Early Thoughts on Ripken in the Hall of Fame

Last night, I spent some time surfing the web for tour packages to the Hall of Fame Induction ceremony next year. Cal Ripken will certainly be a first ballot selection and I'm investigating the possiblity of attending. There's not much else going on in Birdland these days--not a creature stirring all through the house. We've signed a couple of pitchers, a so-so outfielder and that's it. B-List actors in a B-Movie that might be good enough to surpass the Devil Rays. With the Orioles out of the race by August, Cal will take over the franchise spotlight. When he enters the Hall of Fame, the Oriole Way and all it represents will go with him.

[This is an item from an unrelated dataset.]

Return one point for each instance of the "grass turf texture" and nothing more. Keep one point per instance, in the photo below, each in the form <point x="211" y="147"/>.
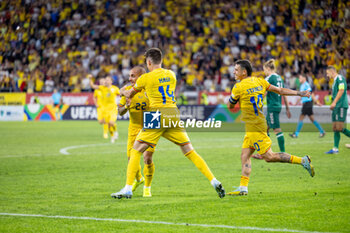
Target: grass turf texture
<point x="36" y="178"/>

Writers will opine about the streak and it will surely eclipse the depth and versatility of his game. The many things he did right that never showed up in the box score, day in and day out, such as sacrifice bunts, hitting behind the runner, and hard slides reflected a vast knowledge of the game bestowed upon him by his father. A career .276 lifetime hitter, he constantly made adjustments to his stance to improve himself. He hit over 400 home runs and collected 3,000 hits. He was the first of a new breed of shortstops, tall and rangy, whose footwork was impeccable. Suffice to say, he did more than show up. He also excelled at soccer and basketball and those sports aided his defensive prowess. A friend of mine played in his pick-up basketball game at the gym in his house. Known for his outside shot, my friend let his man beat him on a fast break. Cal appeared out of nowhere and pinned the player's lay-up to the backboard. He told my friend that if it happened again, he could turn in his jersey and never come back. He also hated to lose.

Friday, December 08, 2006


I caught a glimpse of British Prime Minister Tony Blair yesterday when his motorcade turned in front of me at 16th and M Streets in DC. The police had cordoned off the area and you couldn't really tell who it was until the limousine appeared from behind the lead black Suburban. The motorcade was long and wide with the bright winter sun glinting off chrome bumpers. The American flag waved from above one headlight while the Union Jack flew proudly from the other side. The two flags together under official auspices marked a rare and exotic moment. Immediately and instinctively, I gave Tony a thumbs up and pumped my fist in the air. I'm not sure what came over me. Tony Blair helped seal the deal for US involvement in Iraq. He brought credibility to the operation from the beginning. Without his unwavering support, the occupation may have disintegrated long ago. Over the past few years, I've watched him on CSPAN debate effectively and with aplomb in British Parliament against a barrage of difficult questions. I must have subconsciously gained respect for him on those occasions. A combination of Mick Jagger and Harry Potter, Blair evokes a boyish magic that is sorely lacking in his American counterpart. Blair is as British as bangers and mash, Wine Gums, and blood pudding. He possesses style and panache. However, his days are numbered as Prime Minister and his support of the war a major reason why. Still, I approve of him and even like him, regardless of the fact that he may be partially responsible for 3,000 dead American service men. I like him even as I speculate what deal he may have struck with our government for Britain's participation in the conflict. He has mojo, even gravitas, and at times, humility. The humility piece for me seals the deal. As the motorcade passed, he rolled down the window and smiled, waving to my friends and I standing on the corner. It felt like victory. "There goes a real leader," someone behind me said.